It’s definitely been an adventure of a summer with almost a month in Europe including a pit stop in Paris (where I got to experience Pick Pocketing first hand!!!), nearly 3 weeks in Italy and then a stopover in London before coming home!
My little one wanted to know “why we would go into a building they hadn’t finished building yet” when we asked them if they wanted to go into the Colosseum!
The good news is… the market has seen signs of improvement across the board over the summer and some positive things have happened with real estate nationwide, in Texas, and the greater Austin area…
First off…
The real estate market is rebounding!
Most “experts” now agree that there is no pending market “crash” heading our way. Here are some key facts… I’ll be expanding on some of these a bit more next week.
- Interest rates have stabilized and are expected to start declining more over the next several months.
- Home prices have flattened out (we’re not seeing massive increases or decreases)

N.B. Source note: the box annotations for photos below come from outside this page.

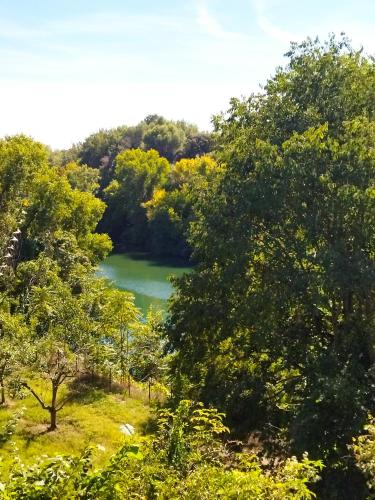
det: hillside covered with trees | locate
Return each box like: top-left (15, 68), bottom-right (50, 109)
top-left (0, 36), bottom-right (375, 500)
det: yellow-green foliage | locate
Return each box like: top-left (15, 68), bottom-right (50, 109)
top-left (0, 385), bottom-right (150, 478)
top-left (0, 401), bottom-right (321, 500)
top-left (352, 418), bottom-right (375, 490)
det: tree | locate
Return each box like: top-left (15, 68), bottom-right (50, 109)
top-left (168, 38), bottom-right (375, 496)
top-left (131, 310), bottom-right (168, 401)
top-left (143, 156), bottom-right (221, 258)
top-left (21, 337), bottom-right (78, 431)
top-left (143, 122), bottom-right (186, 161)
top-left (0, 309), bottom-right (26, 405)
top-left (101, 149), bottom-right (170, 246)
top-left (181, 133), bottom-right (213, 158)
top-left (101, 290), bottom-right (139, 390)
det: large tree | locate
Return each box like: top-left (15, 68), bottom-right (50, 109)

- The market peaked in July of 2022 (nationally), slightly before that here in the Austin area.
- Q4 of 2023 is expected to a strong year with improved buyer AND seller demand continuing into 2025!
- On average, homes were on the market for only 40 days… and the median list price was $575,894.
- Closed price to list price is ~ 97%
- Supply is on a downward trend (homeowners aren’t selling because of low rate mortgages)
- We are returning to normal!
- Positive growth and demand moving forward.
- We can expect to see increases in pricing as supply is constricted. More homeowners are staying put and not moving unless they “have” to. But again… we are finally returning to a more “normal” market with interest rates being a big caveat for future supply and demand.
State lawmakers reached an $18M deal for property tax relief. Here are some highlights:
- An increase in the homestead exemption for homeowners from $40,000 to $100,000.
- Allocation of over $12 billion towards reducing the school property tax rate for all homeowners and business properties by 10.7 cents. (This would affect ALL homeowners!)
- Introduction of a 20% “circuit breaker” on appraised values. This would be a three-year pilot project for non-homesteaded properties valued at $5 million and under, including both residential and commercial properties. This is designed to ease some of the tax burden on non-homesteaded property owners.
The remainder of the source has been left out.